Est-ce que l'empouvoirement ne pourrait pas passer par le fait de dessiner des fringues solides et pratiques ( et peu chères) pour les femmes modeste, qui ne constituent pas l'ultra-élite déjà bien sensibilisée de Sciences Po ? Est-ce que ça ne pourrait pas passer par des ateliers en milieu scolaire pour expliquer aux jeunes la subjectivité des codes vestimentaires ?
Parce que là, c'est de la production d'élite qui s'adresse à une élite et dans une logique plus qu'assez discutable. Elle est où, l'utilité sociale, mis à part le fait de renforcer le CV des organisatrices ?
Ici, dans une région plutôt rurale et défavorisée de la France, j'ai une lycéenne qui s'est faite agresser parce qu'elle a décider de porter les cheveux courts.
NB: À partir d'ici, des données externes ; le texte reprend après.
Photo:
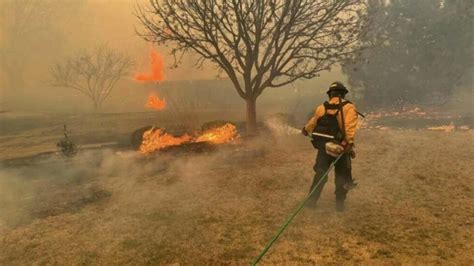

Une autre dont elle et les parents se sont fait casser la gueule par la famille de son ex petit-ami parce qu'il l'avait convaincu de se fiancer (à 16 ans!!) et qu'elle a fini par rompre. J'ai un élève homosexuel qui se fait insulter dans la rue par des inconnus de 50 ans qui "ont entendu parler du pédé". Ces populations composent 80 à 90% de la population française. C'est là qu'il faut aider, là qu'il faut faire des progrès, là où les dégâts sont les plus graves. Mais non, faire un beau petit raout pour un machin qui va être vu par cent personnes maxi, c'est clair que c'est bien plus important. (Je ne ferai aucun commentaire sur la composition de la population du public sur les photos).
Je comprend que ce genre d'initiative a une bonne intention mais sérieusement, la Rédac' n'avait rien d'autre à relayer ? L'autre jour, il y a eu une émission merveilleuse sur Julie Owono et l'afroféminisme sur France Inter . Est-ce que ça ne serait pas possible de faire quelque chose avec elle ? Elle habite à Paris, vous n'aurez même pas à sortie "en province" pour aller la rencontrer !
Le branlage de nouille autosatisfait par son seul aspect féministe, ça va bien deux minutes. J'aimerais vraiment que Madmoizelle évite les écueils du classisme, du nombrilisme parisien et de l'ignorance totale des réalités sociales.
Je vous aime mais j'attends mieux de vous.